芳香族ラジカル重合性モノマーとしてはスチレン、ビニルトルエン等を挙げることができる。
【0037】
水素化反応は、アリルアルコールと芳香族ラジカル重合性モノマーとの共重合体と水素ガスとを触媒の存在下で接触させることにより行うことができる。
【0038】
水素化反応に使用可能な触媒としては、触媒成分として周期律表の第6族から第12族から選ばれる少なくとも一つの金属元素を含有する触媒が挙げられる。具体的には、スポンジNi、Ni−ケイソウ土、Ni−アルミナ、Ni−シリカ、Ni−シリカアルミナ、Ni−ゼオライト、Ni−チタニア、Ni−マグネシア、Ni−クロミア、Ni−Cu、Ni−Cu−Co、スポンジCo、Co−ケイソウ土、Co−アルミナ、Co−シリカ、Co−シリカアルミナ、Co−ゼオライト、Co−チタニア、Co−マグネシア、スポンジRu、Ru−カーボン、Ru−アルミナ、Ru−シリカ、Ru−シリカアルミナ、Ru−ゼオライト、Rh−カーボン、Rh−アルミナ、Rh−シリカ、Rh−シリカアルミナ、Rh−ゼオライト、Pt−カーボン、Pt−アルミナ、Pt−シリカ、Pt−シリカアルミナ、Pt−ゼオライト、Pd−カーボン、Pd−アルミナ、Pd−シリカ、Pd−シリカアルミナ、Pd−ゼオライトなどの組み合わせから選ばれる触媒が挙げられる。これらの中でも触媒成分として、特に金属成分としてRh、RuあるいはPdを含有する触媒が好ましく、とりわけRh−カーボン、Ru−カーボン、Ru−アルミナ、Pd−カーボン、及びPd−アルミナ触媒が好ましい。
【0039】
触媒の調製法は、特に限定されず、通常の触媒調製法を用いることができる。
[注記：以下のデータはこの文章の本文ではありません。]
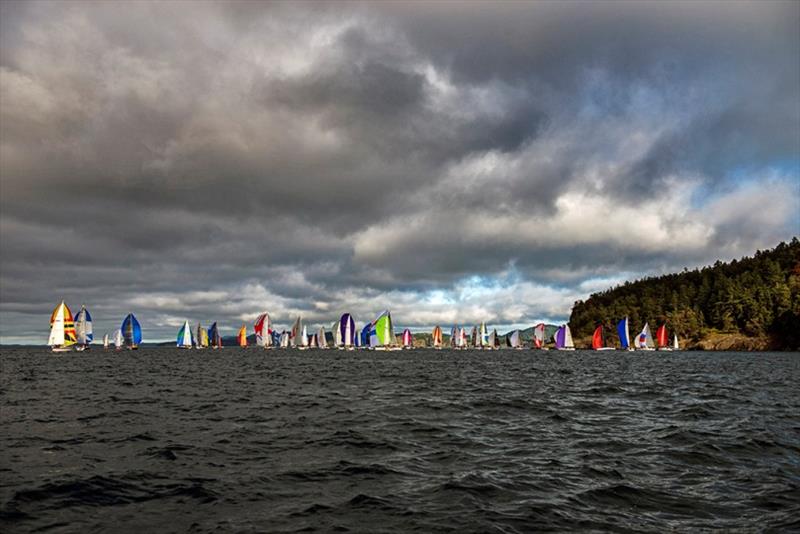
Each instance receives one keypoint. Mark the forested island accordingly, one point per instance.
(747, 304)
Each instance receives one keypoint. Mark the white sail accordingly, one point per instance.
(57, 330)
(568, 343)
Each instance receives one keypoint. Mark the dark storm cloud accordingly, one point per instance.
(192, 158)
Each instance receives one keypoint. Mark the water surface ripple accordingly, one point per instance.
(432, 441)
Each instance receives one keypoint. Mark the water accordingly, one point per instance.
(392, 442)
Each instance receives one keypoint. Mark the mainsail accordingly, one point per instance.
(661, 336)
(516, 339)
(382, 333)
(202, 337)
(347, 330)
(408, 340)
(214, 337)
(436, 337)
(62, 328)
(242, 337)
(624, 334)
(131, 332)
(185, 340)
(322, 341)
(263, 330)
(538, 336)
(645, 340)
(336, 330)
(297, 331)
(83, 327)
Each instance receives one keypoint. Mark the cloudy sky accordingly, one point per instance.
(451, 162)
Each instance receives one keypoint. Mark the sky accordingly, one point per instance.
(452, 162)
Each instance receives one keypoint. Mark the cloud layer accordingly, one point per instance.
(452, 162)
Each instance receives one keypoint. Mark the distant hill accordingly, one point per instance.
(747, 304)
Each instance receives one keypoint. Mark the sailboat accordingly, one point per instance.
(62, 329)
(491, 341)
(538, 337)
(599, 340)
(483, 336)
(83, 329)
(336, 330)
(242, 337)
(408, 339)
(263, 330)
(303, 345)
(322, 341)
(347, 331)
(131, 332)
(645, 341)
(563, 338)
(201, 339)
(436, 337)
(215, 339)
(296, 332)
(381, 335)
(515, 340)
(662, 339)
(624, 335)
(185, 340)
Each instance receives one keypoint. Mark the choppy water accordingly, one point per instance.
(428, 441)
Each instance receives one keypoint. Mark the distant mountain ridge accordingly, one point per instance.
(747, 304)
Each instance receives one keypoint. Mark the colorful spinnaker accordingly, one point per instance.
(83, 329)
(644, 341)
(131, 332)
(263, 331)
(624, 334)
(185, 340)
(436, 337)
(201, 338)
(214, 337)
(662, 339)
(538, 336)
(563, 338)
(322, 340)
(62, 329)
(408, 339)
(599, 339)
(296, 333)
(347, 330)
(382, 335)
(515, 340)
(242, 337)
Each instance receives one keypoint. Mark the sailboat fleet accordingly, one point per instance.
(68, 333)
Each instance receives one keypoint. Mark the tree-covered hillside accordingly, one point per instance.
(757, 298)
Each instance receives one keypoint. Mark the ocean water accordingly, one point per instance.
(432, 441)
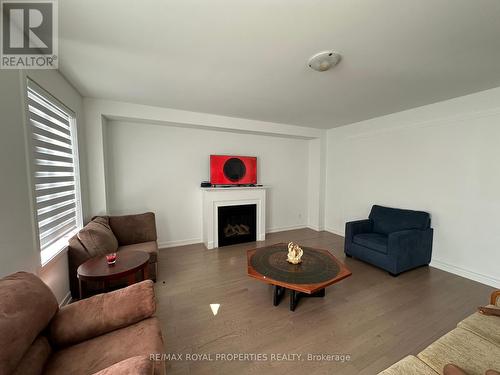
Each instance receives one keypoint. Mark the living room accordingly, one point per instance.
(366, 146)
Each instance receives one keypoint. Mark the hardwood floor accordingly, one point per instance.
(372, 317)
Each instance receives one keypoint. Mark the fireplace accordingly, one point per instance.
(218, 197)
(237, 224)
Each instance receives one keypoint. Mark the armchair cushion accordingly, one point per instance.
(102, 313)
(35, 358)
(132, 229)
(97, 237)
(150, 247)
(27, 305)
(139, 365)
(90, 356)
(387, 220)
(374, 241)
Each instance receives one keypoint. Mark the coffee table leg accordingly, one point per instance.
(296, 296)
(80, 286)
(279, 291)
(294, 299)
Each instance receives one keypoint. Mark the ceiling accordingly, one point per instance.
(248, 58)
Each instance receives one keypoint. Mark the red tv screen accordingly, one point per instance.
(233, 170)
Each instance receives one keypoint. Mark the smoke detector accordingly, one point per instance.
(323, 61)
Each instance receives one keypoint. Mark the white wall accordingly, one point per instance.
(17, 251)
(18, 245)
(442, 158)
(159, 168)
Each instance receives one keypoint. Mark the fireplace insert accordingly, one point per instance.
(237, 224)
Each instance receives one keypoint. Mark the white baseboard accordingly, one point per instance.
(335, 231)
(165, 244)
(66, 300)
(282, 229)
(480, 278)
(316, 228)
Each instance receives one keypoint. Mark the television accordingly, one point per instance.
(233, 170)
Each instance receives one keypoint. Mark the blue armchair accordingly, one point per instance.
(393, 239)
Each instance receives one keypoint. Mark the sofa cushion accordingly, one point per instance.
(103, 313)
(150, 247)
(140, 365)
(96, 354)
(34, 360)
(387, 220)
(486, 326)
(132, 229)
(409, 366)
(97, 237)
(374, 241)
(26, 308)
(463, 348)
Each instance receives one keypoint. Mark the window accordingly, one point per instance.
(56, 184)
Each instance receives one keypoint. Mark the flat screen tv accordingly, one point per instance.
(233, 170)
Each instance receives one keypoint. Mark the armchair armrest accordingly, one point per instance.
(411, 244)
(132, 229)
(355, 227)
(102, 313)
(495, 298)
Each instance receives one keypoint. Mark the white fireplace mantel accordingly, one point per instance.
(213, 198)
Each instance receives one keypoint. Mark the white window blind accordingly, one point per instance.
(55, 170)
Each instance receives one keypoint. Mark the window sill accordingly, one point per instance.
(58, 248)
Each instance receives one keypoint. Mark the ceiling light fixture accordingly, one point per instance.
(323, 61)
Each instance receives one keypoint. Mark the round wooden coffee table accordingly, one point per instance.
(318, 270)
(128, 265)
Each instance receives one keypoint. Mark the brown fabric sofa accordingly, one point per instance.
(474, 346)
(108, 334)
(106, 234)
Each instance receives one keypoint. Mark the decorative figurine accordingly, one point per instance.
(294, 253)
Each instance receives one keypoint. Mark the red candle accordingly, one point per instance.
(111, 258)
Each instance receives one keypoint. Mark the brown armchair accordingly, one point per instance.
(112, 333)
(105, 234)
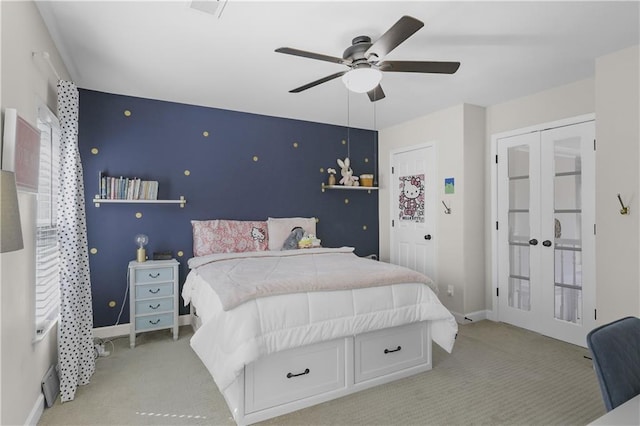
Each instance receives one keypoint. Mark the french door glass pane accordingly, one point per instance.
(519, 230)
(568, 230)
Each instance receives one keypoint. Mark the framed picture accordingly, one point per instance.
(21, 150)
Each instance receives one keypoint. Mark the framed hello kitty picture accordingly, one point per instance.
(411, 198)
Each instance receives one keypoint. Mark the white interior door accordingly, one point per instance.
(519, 208)
(413, 239)
(546, 242)
(567, 238)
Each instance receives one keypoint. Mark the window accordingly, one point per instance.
(47, 291)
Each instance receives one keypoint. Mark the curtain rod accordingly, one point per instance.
(47, 58)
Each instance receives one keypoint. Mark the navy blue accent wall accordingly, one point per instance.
(228, 165)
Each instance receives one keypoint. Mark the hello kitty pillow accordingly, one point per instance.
(228, 236)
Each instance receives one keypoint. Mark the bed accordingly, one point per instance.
(283, 330)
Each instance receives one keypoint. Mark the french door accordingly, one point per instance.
(546, 242)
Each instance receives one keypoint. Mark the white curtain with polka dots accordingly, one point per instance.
(75, 334)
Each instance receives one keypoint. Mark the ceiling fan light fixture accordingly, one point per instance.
(362, 80)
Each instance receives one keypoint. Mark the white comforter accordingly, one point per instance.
(229, 340)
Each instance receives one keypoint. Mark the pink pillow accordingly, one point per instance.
(228, 236)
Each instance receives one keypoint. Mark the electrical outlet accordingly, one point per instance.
(100, 350)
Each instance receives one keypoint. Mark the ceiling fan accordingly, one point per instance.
(365, 63)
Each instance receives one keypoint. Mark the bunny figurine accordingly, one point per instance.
(347, 173)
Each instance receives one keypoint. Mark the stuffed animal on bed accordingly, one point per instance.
(291, 243)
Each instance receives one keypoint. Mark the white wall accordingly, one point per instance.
(24, 83)
(617, 100)
(458, 135)
(474, 202)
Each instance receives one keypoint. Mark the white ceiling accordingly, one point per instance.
(170, 51)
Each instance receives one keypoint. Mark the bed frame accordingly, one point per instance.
(290, 380)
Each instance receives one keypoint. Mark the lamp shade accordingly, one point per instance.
(361, 80)
(10, 229)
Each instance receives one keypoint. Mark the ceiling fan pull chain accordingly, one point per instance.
(348, 125)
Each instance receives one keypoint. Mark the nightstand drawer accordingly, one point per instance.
(154, 305)
(148, 291)
(154, 321)
(153, 297)
(151, 275)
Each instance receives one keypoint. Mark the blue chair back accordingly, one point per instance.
(615, 348)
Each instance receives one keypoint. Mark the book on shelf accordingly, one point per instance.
(126, 188)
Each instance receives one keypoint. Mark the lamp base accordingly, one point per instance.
(141, 255)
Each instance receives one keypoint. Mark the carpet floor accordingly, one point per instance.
(496, 375)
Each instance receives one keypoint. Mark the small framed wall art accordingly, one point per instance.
(21, 150)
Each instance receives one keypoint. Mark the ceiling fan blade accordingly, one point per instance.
(320, 81)
(399, 32)
(376, 93)
(419, 66)
(311, 55)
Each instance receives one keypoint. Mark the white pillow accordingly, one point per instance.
(279, 229)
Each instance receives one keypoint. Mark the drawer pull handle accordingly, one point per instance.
(388, 351)
(290, 375)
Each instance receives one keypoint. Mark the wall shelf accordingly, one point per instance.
(350, 188)
(97, 201)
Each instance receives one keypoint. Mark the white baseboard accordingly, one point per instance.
(123, 329)
(36, 411)
(470, 317)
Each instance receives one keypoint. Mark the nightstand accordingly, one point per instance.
(153, 297)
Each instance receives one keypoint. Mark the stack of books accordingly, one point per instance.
(125, 188)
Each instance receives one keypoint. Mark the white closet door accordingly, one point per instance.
(568, 240)
(519, 208)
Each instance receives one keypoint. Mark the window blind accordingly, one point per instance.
(47, 291)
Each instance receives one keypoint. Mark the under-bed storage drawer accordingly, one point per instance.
(390, 350)
(294, 374)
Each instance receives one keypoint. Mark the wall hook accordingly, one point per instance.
(624, 209)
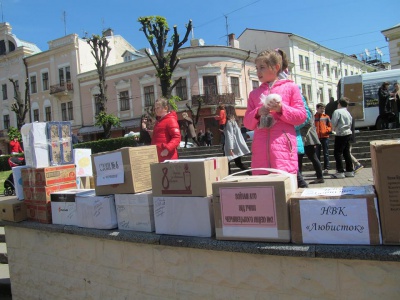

例を挙げると、触媒となる金属の塩の溶液を単体に含浸させたものを還元剤により還元処理して触媒を調製する方法;触媒となる金属の塩の溶液を単体に含浸させた後、アルカリ溶液等と接触させることにより担体上に沈殿した金属水酸化物または酸化物を焼成する方法;触媒となる金属の塩の溶液を単体に含浸させた後、アルカリ溶液等と接触させることにより担体上に沈殿した金属水酸化物または酸化物を焼成した後、還元剤により還元処理して触媒を調製する方法;金属とAlの合金を調製し、さらにアルカリ処理しAlを溶出させる方法等が挙げられるが、本発明はこれらに限定されるものではない。
【0040】
水素化反応は反応熱除去や粘度上昇による水素の拡散効率低下の目的で、溶媒を使用し、液相で反応させることが好ましい。溶媒は、反応に妨げのない範囲でいかなる溶媒も使用可能である。具体的には、ジクロロメタン、クロロホルム、1,2−ジクロロエタン等のハロゲン化炭化水素;ペンタン、ヘキサン、ヘプタン、オクタン等の脂肪族炭化水素溶媒;ジエチルエーテル、ジプロピルエーテル、ジイソプロピルエーテル、ジブチルエーテル、エチレングリコールジメチルエーテル、エチレングリコールジメチルエーテル、エチレングリコールジブチルエーテル、ジエチレングリコールジメチルエーテル、ジエチレングリコールジエチルエーテル、ジエチレングリコールジブチルエーテル、テトラヒドロフラン、1,4−ジオキサン等のエーテル溶媒;2−メトキシエタノール、2−エトキシエタノール、2−プロポキシエタノール、2−イソプロポキシエタノール、2−ブトキシエタノール、ジエチレングリコールモノメチルエーテル、ジエチレングリコールモノエチルエーテル、プロピレングリコールモノメチルエーテル、プロピレングリコールモノエチルエーテル等のエーテルアルコール溶媒;メタノール、エタノール、1−プロパノール、2−プロパノール、1−ブタノール、2−ブタノール、イソブチルアルコール、シクロヘキサノール等のアルコール溶媒;水等から選ばれる1種あるいは2種以上の混合溶媒を使用できる。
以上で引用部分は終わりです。